Depends on how much pressure AMD can put on Nvidia. We might see a $1000 Gtx 1080 Ti, with everything else staying the same, in US pricing. If AMD puts the heat on Nvidia, we'll probably see the pricing structure fall more in-line with what we saw on the 900 series. That would be a $175 Gtx 1060 3gb, a $225 Gtx 1060 6gb, a $350 Gtx 1070, a $550 Gtx 1080, a $750 Gtx 1080 Ti, and a $1000 Gtx Titan X(p). Another possibility, is that Nvidia will release a second Titan card this generation, with along with a Gtx 1080 Ti. There actually is room for this, as the Gtx Titan X(P) is not the fully enabled GP102 chip. The fully enabled chip is 3840 cuda cores and the current Titan X(P) is 3584.
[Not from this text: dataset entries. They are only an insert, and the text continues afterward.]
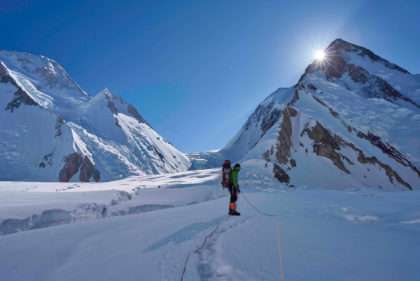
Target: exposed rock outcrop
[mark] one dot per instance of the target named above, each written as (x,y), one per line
(71,166)
(326,145)
(77,162)
(280,174)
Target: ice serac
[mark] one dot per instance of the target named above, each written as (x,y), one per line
(352,120)
(51,129)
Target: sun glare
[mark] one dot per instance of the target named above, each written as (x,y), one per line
(319,55)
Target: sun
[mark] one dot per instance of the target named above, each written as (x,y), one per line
(320,55)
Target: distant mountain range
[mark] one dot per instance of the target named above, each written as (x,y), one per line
(50,129)
(351,120)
What's weird about this generation is that it doesn't follow the same format as we saw with the 700 series or the 900 series. With the 700 series Nvidia released a slightly cut down top end Titan, with a slightly cut down Quadro, with a even more cut down original 780. They left more room for the cards on every level, but when they released the Titan Black and Gtx 780 Ti, they both had the fully enabled chip as well as the revised Quadro. What was different about this generation was Nvidia left a lot more in the tank between the fully enabled chip and what they actually released, where as Nvidia hasn't left as much of a percentage of difference between the Titan X(P) and the fully enabled chip, AND the pascal quadro, the P6000, has got the fully enabled chip out of the gate. The 900 series was also different.
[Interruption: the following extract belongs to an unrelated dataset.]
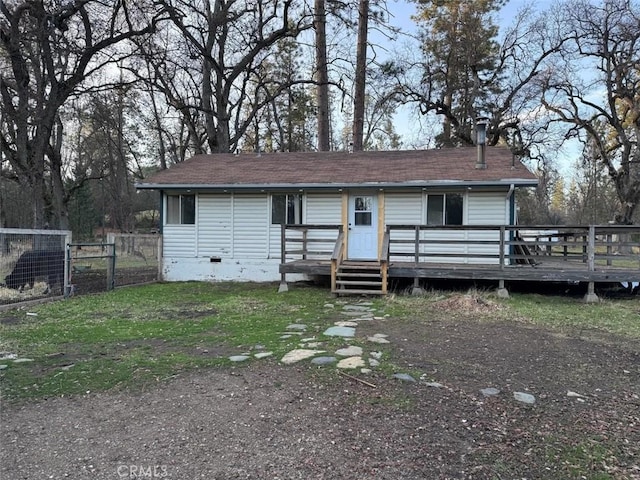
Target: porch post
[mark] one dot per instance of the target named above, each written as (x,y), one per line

The 900 series started with a fully enabled Titan X card, that had all the Cuda cores out of the gate. After that, the 980 Ti was a slightly cut down version, 256 cuda cores less than the fully enabled chip and Titan X. What's similar between this generation and the 1000 series is actually what happens below this level, as the Gtx 980 and Gtx 1080 actually have a similar spacing between themselves and the Titan card of their era. But the 900 series and 1000 series differ because the Titan card in the 1000 series is actually like the 700 series, where its not the fully enabled chip. On the 900 series the fully unlocked chip was in the original Titan X out of the gate.
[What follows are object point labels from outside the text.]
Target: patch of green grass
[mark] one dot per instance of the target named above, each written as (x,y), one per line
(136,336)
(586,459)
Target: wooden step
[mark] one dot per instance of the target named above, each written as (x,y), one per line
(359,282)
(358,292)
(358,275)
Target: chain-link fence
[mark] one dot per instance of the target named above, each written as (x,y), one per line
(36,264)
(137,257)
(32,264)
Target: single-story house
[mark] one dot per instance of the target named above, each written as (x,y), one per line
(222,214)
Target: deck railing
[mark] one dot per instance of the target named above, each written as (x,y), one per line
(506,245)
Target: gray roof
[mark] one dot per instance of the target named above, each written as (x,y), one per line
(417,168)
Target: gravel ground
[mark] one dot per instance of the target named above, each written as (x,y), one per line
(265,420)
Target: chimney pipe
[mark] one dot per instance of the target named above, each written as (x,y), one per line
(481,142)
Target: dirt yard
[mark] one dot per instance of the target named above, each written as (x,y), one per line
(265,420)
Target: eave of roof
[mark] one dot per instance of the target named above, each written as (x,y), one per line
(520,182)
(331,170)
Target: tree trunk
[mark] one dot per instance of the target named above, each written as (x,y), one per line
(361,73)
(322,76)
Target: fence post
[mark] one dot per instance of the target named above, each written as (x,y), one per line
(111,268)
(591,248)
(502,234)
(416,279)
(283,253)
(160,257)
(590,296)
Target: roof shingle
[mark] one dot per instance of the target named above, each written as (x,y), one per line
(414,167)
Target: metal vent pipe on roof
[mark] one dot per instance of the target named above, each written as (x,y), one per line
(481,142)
It's all very confusing and Nvidia actually has a lot of option as to where they price the cards and what left they can release. One thing is for sure when talking about the 1000 series, Nvidia has rushed to get the cards out fast so that they can make the majority of their sales while AMD has option to confront Nvidia. Nvidia also has priced things high, which does a couple things. It offsets the higher production costs of the new manufacturing process, and also leaves Nvidia with room to drop the prices as costs lower and competition arises. Or, if AMD can't compete, Nvidia can keep the prices and only drop them at the very end of the cycle as to clear stocks before the next generation, while enjoying a sizable margin until that time arises.
Wow that has a lot of typing LMAO.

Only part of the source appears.